Note that you need to configure your vSphere credentials and vCenter server address either via setting environment variables or adding them to the Ray cluster configuration YAML file.

Test that it works by running the following commands from your local machine:

# Download the example-full.yaml
wget https://raw.githubusercontent.com/ray-project/ray/master/python/ray/autoscaler/vsphere/example-full.yaml

# Create or update the cluster. When the command finishes, it will print
# out the command that can be used to SSH into the cluster head node.
ray up example-full.yaml

# Get a remote screen on the head node.
ray attach example-full.yaml

# Try running a Ray program.
python -c 'import ray; ray.init()'
exit

# Tear down the cluster.
ray down example-full.yaml

Congrats, you have started a Ray cluster on vSphere!

Configure vSAN File Service as persistent storage for Ray AI Libraries#

Starting in Ray 2.7, Ray AI Libraries (Train and Tune) will require users to provide a cloud storage or NFS path when running distributed training or tuning jobs.

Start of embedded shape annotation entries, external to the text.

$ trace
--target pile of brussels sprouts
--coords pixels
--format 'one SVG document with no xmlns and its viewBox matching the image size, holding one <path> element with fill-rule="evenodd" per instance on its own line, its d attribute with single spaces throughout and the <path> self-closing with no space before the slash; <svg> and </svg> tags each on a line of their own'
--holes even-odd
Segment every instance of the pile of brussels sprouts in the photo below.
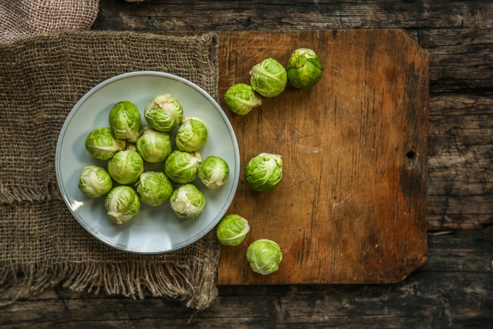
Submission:
<svg viewBox="0 0 493 329">
<path fill-rule="evenodd" d="M 321 78 L 322 63 L 314 50 L 299 48 L 294 50 L 285 69 L 276 60 L 269 58 L 252 68 L 250 85 L 236 83 L 224 94 L 224 103 L 234 113 L 246 114 L 262 104 L 262 97 L 273 97 L 282 92 L 287 81 L 297 88 L 312 87 Z M 245 178 L 248 185 L 256 191 L 276 188 L 282 178 L 281 156 L 261 153 L 248 161 L 245 167 Z M 221 219 L 216 235 L 221 243 L 238 246 L 250 231 L 248 220 L 237 214 Z M 278 270 L 282 259 L 279 245 L 268 239 L 252 242 L 246 250 L 246 259 L 252 270 L 267 275 Z"/>
<path fill-rule="evenodd" d="M 156 207 L 168 200 L 178 217 L 195 218 L 203 211 L 206 199 L 192 181 L 198 176 L 208 188 L 218 188 L 228 180 L 228 164 L 213 155 L 202 160 L 199 149 L 209 138 L 207 125 L 198 117 L 184 117 L 181 104 L 170 94 L 155 97 L 143 113 L 148 126 L 142 126 L 135 104 L 120 102 L 109 111 L 109 127 L 88 135 L 87 152 L 107 160 L 107 165 L 106 168 L 85 167 L 79 189 L 90 198 L 106 196 L 108 217 L 115 224 L 135 218 L 141 203 Z M 172 138 L 177 148 L 174 150 Z M 162 171 L 144 170 L 145 162 L 163 161 Z M 178 187 L 174 188 L 172 182 Z"/>
</svg>

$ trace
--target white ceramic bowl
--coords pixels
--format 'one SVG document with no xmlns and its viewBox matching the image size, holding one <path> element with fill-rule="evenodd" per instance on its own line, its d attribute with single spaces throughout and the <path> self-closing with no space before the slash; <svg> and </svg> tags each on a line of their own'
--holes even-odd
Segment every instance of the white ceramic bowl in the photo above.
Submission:
<svg viewBox="0 0 493 329">
<path fill-rule="evenodd" d="M 147 125 L 143 108 L 155 96 L 163 93 L 171 94 L 180 102 L 184 116 L 197 116 L 207 123 L 209 138 L 199 150 L 201 155 L 203 159 L 210 155 L 224 159 L 229 166 L 229 178 L 225 184 L 216 190 L 209 190 L 198 178 L 193 182 L 204 193 L 206 200 L 204 211 L 194 219 L 178 218 L 168 201 L 159 207 L 142 203 L 135 218 L 115 224 L 106 215 L 105 197 L 90 199 L 82 194 L 77 186 L 85 166 L 96 164 L 106 168 L 107 163 L 91 156 L 85 149 L 84 141 L 93 129 L 109 126 L 109 110 L 121 101 L 130 101 L 137 105 L 141 110 L 142 124 Z M 221 107 L 192 82 L 162 72 L 126 73 L 91 89 L 69 113 L 60 131 L 55 154 L 59 187 L 75 219 L 103 242 L 120 250 L 137 253 L 176 250 L 196 241 L 214 228 L 233 201 L 240 174 L 236 137 Z M 145 163 L 144 170 L 164 171 L 163 166 L 164 163 Z"/>
</svg>

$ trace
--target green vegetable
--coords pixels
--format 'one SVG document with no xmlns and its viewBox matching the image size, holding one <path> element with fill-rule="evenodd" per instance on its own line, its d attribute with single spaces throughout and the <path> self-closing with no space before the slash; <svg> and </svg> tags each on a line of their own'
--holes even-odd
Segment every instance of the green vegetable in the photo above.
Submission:
<svg viewBox="0 0 493 329">
<path fill-rule="evenodd" d="M 105 208 L 113 222 L 121 224 L 135 217 L 141 210 L 141 201 L 135 190 L 127 185 L 120 185 L 108 192 Z"/>
<path fill-rule="evenodd" d="M 99 198 L 108 193 L 112 186 L 111 178 L 105 168 L 91 165 L 82 169 L 78 187 L 86 196 Z"/>
<path fill-rule="evenodd" d="M 251 109 L 262 105 L 262 98 L 245 83 L 237 83 L 224 93 L 224 103 L 231 111 L 237 114 L 247 114 Z"/>
<path fill-rule="evenodd" d="M 134 103 L 123 101 L 116 103 L 109 111 L 109 126 L 116 138 L 135 143 L 140 136 L 142 118 Z"/>
<path fill-rule="evenodd" d="M 250 84 L 264 97 L 273 97 L 284 91 L 287 82 L 286 70 L 279 62 L 267 58 L 252 68 Z"/>
<path fill-rule="evenodd" d="M 250 160 L 245 167 L 248 185 L 256 191 L 271 191 L 282 178 L 281 156 L 261 153 Z"/>
<path fill-rule="evenodd" d="M 185 152 L 198 150 L 209 137 L 209 130 L 204 120 L 187 116 L 181 120 L 175 141 L 178 149 Z"/>
<path fill-rule="evenodd" d="M 108 172 L 113 179 L 120 184 L 130 184 L 137 181 L 144 171 L 144 161 L 137 151 L 120 151 L 108 161 Z"/>
<path fill-rule="evenodd" d="M 202 158 L 198 151 L 184 152 L 176 150 L 164 162 L 164 172 L 175 183 L 184 184 L 195 179 Z"/>
<path fill-rule="evenodd" d="M 135 184 L 141 201 L 149 206 L 160 206 L 171 196 L 173 186 L 164 173 L 147 171 Z"/>
<path fill-rule="evenodd" d="M 144 127 L 136 146 L 139 154 L 148 162 L 163 161 L 171 153 L 170 135 L 149 127 Z"/>
<path fill-rule="evenodd" d="M 323 66 L 315 50 L 300 48 L 291 54 L 286 71 L 291 85 L 296 88 L 309 88 L 322 77 Z"/>
<path fill-rule="evenodd" d="M 246 249 L 246 259 L 252 270 L 263 275 L 277 271 L 282 259 L 279 245 L 268 239 L 253 241 Z"/>
<path fill-rule="evenodd" d="M 109 127 L 98 128 L 91 131 L 86 138 L 84 144 L 87 152 L 101 160 L 110 159 L 125 147 L 125 140 L 117 139 Z"/>
<path fill-rule="evenodd" d="M 248 220 L 239 215 L 231 214 L 221 219 L 216 229 L 217 240 L 226 246 L 238 246 L 250 231 Z"/>
<path fill-rule="evenodd" d="M 177 127 L 183 118 L 181 104 L 170 94 L 158 95 L 144 109 L 144 117 L 158 131 L 167 133 Z"/>
<path fill-rule="evenodd" d="M 206 198 L 193 184 L 184 184 L 175 190 L 170 198 L 171 209 L 180 218 L 192 219 L 204 211 Z"/>
<path fill-rule="evenodd" d="M 199 178 L 210 189 L 224 185 L 229 177 L 229 166 L 223 159 L 214 155 L 208 156 L 199 166 Z"/>
</svg>

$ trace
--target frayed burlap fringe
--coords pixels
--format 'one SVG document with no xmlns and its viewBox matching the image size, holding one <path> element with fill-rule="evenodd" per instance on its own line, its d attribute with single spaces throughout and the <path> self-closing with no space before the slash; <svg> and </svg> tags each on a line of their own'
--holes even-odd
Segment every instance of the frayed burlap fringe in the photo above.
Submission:
<svg viewBox="0 0 493 329">
<path fill-rule="evenodd" d="M 217 100 L 218 40 L 115 32 L 41 34 L 0 44 L 0 300 L 63 284 L 129 298 L 176 298 L 198 310 L 216 296 L 220 245 L 211 231 L 171 253 L 126 253 L 72 217 L 57 185 L 55 149 L 70 109 L 102 81 L 136 71 L 176 74 Z M 26 136 L 34 136 L 27 138 Z"/>
<path fill-rule="evenodd" d="M 217 254 L 217 246 L 215 250 L 214 246 L 211 247 L 211 253 Z M 216 263 L 218 259 L 214 258 L 209 259 L 209 263 Z M 134 299 L 143 299 L 148 292 L 153 297 L 176 298 L 187 307 L 203 310 L 217 296 L 217 289 L 210 275 L 201 275 L 213 272 L 214 265 L 209 269 L 202 265 L 198 268 L 198 264 L 203 264 L 202 260 L 181 264 L 133 260 L 55 265 L 43 261 L 14 267 L 1 264 L 0 306 L 36 294 L 62 283 L 63 287 L 74 291 L 97 294 L 103 289 L 110 295 Z"/>
</svg>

In a vSphere environment with a vSAN datastore, you can utilize the vSAN File Service feature to employ vSAN as a shared persistent storage. You can refer to this vSAN File Service document to create and configure NFS file shares supported by vSAN. The general steps are as follows:

Enable vSAN File Service and configure it with domain information and IP address pools.
Create a vSAN file share with NFS as the protocol.
View the file share information to get NFS export path.

Once a file share is created, you can mount it into the head and worker node and use the mount path as the storage_path for the RunConfig parameter in Ray Train and Tune.